September 29, 2011
Compare Obama in Colorado this week:
“If asking a millionaire to pay the same tax rate as a plumber or a teacher makes me a class warrior, a warrior for the middle class, I will accept that. I’ll wear that as a badge of honor because the only class warfare I’ve seen is the battle that’s been waged against the middle class in this country for a decade now”. (New York Times, September 28, 2011)
and Franklin Roosevelt running for re-election in 1936, speaking at Madison Square Garden:
“For twelve years this Nation was afflicted with hear-nothing, see-nothing, do-nothing Government. The Nation looked to Government but the Government looked away. … Powerful influences strive today to restore that kind of government with its doctrine that that Government is best which is most indifferent….

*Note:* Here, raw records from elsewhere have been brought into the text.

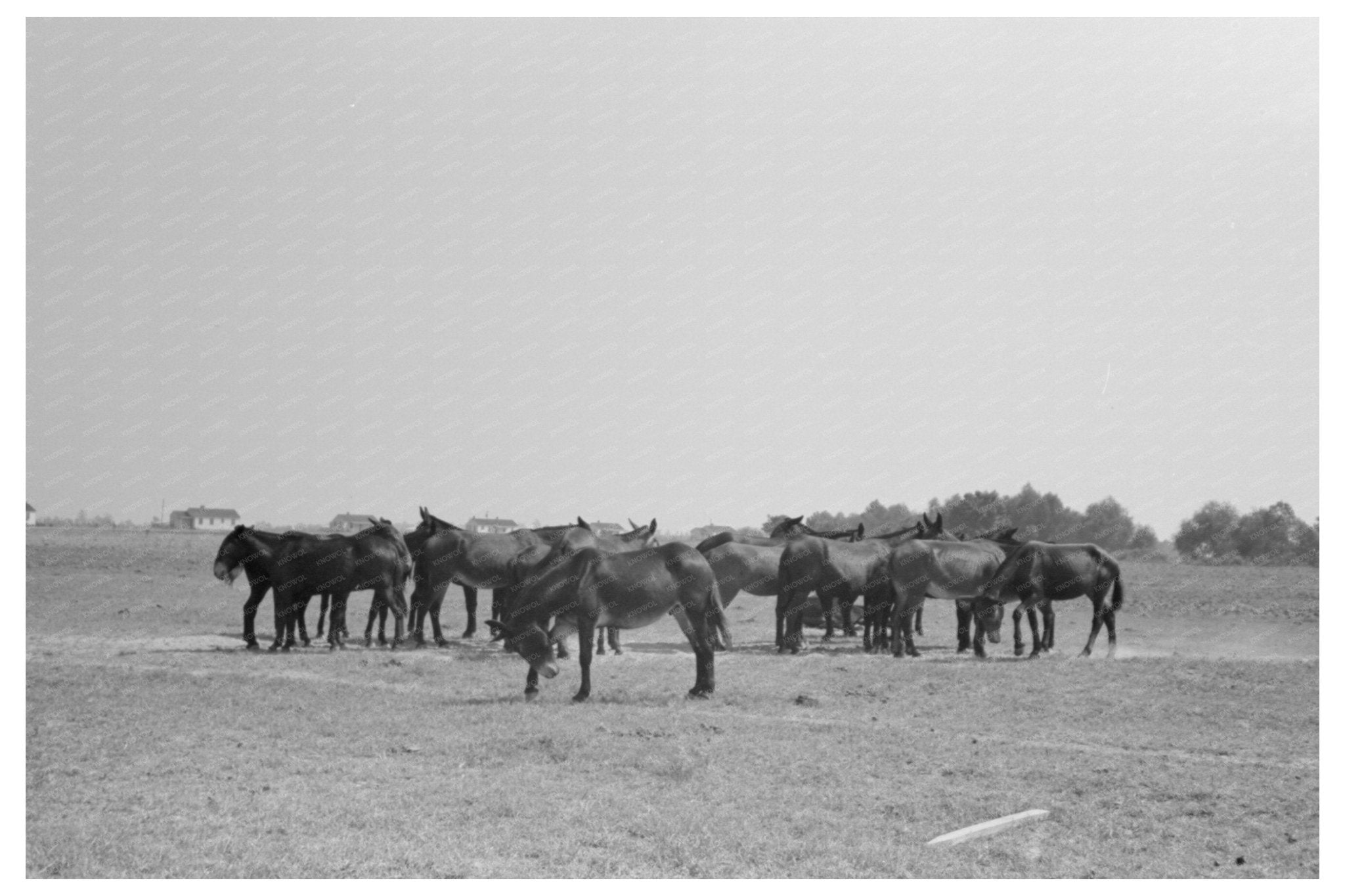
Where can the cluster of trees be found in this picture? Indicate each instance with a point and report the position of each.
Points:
(1274, 535)
(1038, 516)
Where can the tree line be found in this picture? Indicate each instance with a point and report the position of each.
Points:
(1274, 535)
(1216, 534)
(1040, 516)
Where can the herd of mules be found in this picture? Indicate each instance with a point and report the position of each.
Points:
(552, 582)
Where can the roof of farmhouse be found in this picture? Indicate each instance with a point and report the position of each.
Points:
(490, 521)
(213, 512)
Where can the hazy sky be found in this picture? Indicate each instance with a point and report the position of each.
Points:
(697, 270)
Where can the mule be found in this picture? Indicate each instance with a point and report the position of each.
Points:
(741, 563)
(833, 570)
(950, 570)
(256, 559)
(638, 538)
(447, 555)
(304, 566)
(1039, 574)
(588, 589)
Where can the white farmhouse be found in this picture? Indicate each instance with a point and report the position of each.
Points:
(205, 519)
(490, 524)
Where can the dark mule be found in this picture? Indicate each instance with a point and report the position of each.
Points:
(256, 559)
(752, 565)
(590, 589)
(304, 566)
(944, 570)
(639, 536)
(445, 555)
(835, 570)
(1039, 574)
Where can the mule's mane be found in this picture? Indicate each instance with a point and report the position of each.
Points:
(896, 532)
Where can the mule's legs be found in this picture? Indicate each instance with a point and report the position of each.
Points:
(827, 598)
(470, 602)
(1097, 628)
(288, 616)
(1036, 639)
(255, 597)
(322, 613)
(369, 626)
(337, 621)
(907, 631)
(695, 625)
(963, 625)
(299, 620)
(435, 606)
(585, 657)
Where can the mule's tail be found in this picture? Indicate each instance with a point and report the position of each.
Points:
(721, 618)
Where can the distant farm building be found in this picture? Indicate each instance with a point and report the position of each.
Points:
(349, 522)
(205, 519)
(490, 524)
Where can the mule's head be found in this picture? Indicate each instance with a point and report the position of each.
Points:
(989, 616)
(232, 554)
(931, 530)
(642, 535)
(530, 643)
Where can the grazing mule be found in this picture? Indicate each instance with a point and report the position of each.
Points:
(590, 589)
(1038, 574)
(638, 538)
(300, 566)
(752, 565)
(447, 554)
(944, 570)
(837, 570)
(256, 559)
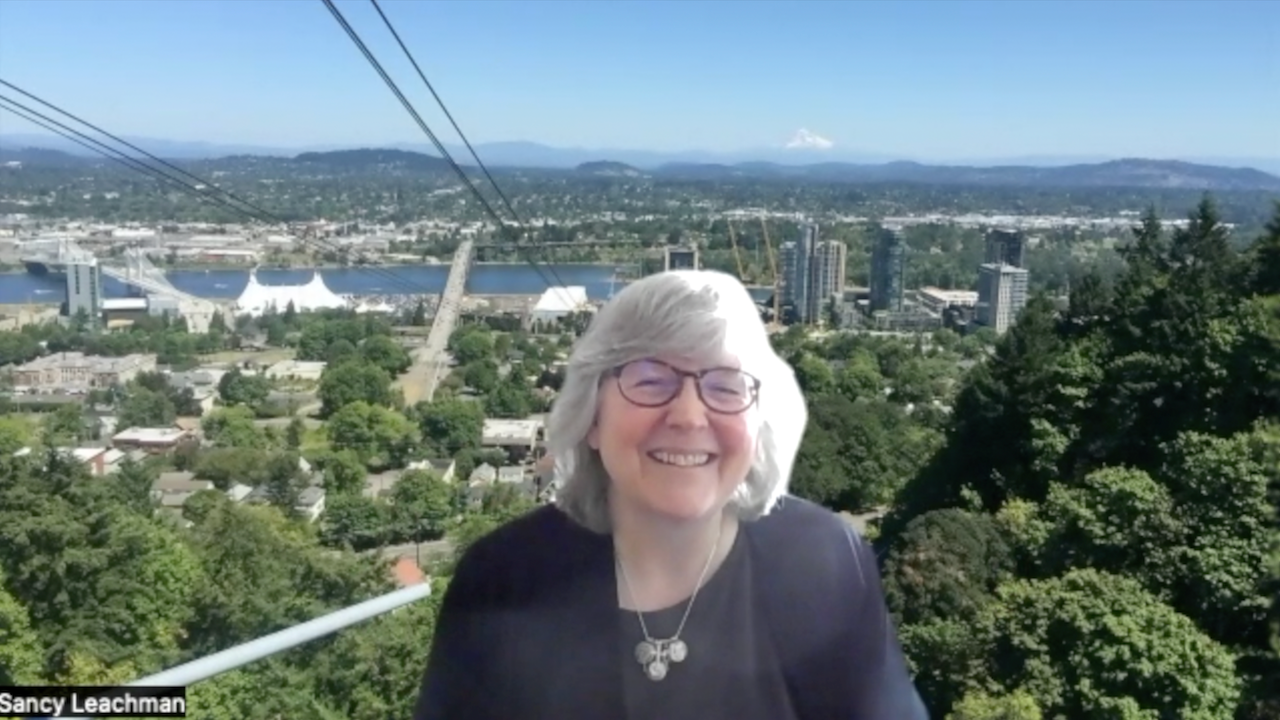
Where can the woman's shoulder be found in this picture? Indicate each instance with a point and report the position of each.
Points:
(529, 547)
(798, 520)
(807, 545)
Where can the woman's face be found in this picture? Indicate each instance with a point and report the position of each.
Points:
(679, 458)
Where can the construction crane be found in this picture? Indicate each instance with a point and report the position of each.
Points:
(777, 282)
(737, 256)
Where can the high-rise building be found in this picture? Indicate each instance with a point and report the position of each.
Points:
(796, 256)
(1006, 246)
(888, 267)
(1001, 295)
(85, 290)
(828, 274)
(813, 270)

We had to struggle with the old enemies of peace–business and financial monopoly, speculation, reckless banking, class antagonism, sectionalism, war profiteering.
They had begun to consider the Government of the United States as a mere appendage to their own affairs. We know now that Government by organized money is just as dangerous as Government by organized mob.
Never before in all our history have these forces been so united against one candidate as they stand today. They are unanimous in their hate for me–and I welcome their hatred.”
Many commentators have claimed that President Obama finally has his mojo back. But there are important differences between 1936 and 2012. President Roosevelt went on to specify the lies that the Republicans were telling about Social Security pensions and unemployment compensation and to call out the threats of unemployment that came from employers and the crocodile tears shed by Republicans about the poor working man. He had an expectation that details of his message would be received and heard. Also, Roosevelt had a mass movement pushing from the populist left: general strikes in Minneapolis and Seattle and Toledo, militant unionizing in Michigan, a radical movement of the unemployed, and marching veterans and the elderly. There was a mobilized electorate, funded by the Mineworkers Union and galvanized by the President’s rhetoric.
Today, we have episodic mass action, best expressed by the public sector unions in Wisconsin and other Midwestern states which, while very impressive in inspiring a 50-state demonstration of support, lost the first round of the battle and has dissipated as a national movement since. More recently we’ve seen the “occupy” movement blossom from Wall Street to spread to every big city. This is a different, younger and less focused group of folks than we saw in Wisconsin. It has been sparsely reported; the rightwing populism of the Tea Partiers still gains the media’s attention. The Tea Partiers have turned full-face toward 1936-style Republican tosses of sand in the eyes and their blandishments that the government is picking the pocket of the working man with dastardly programs for health insurance and spending on infrastructure and schools, all the while they are protecting hedge fund managers, bankers, and multinational CEOs. Who will tell the people, as William Greider put it? I’m afraid the Obama for America campaign is no match.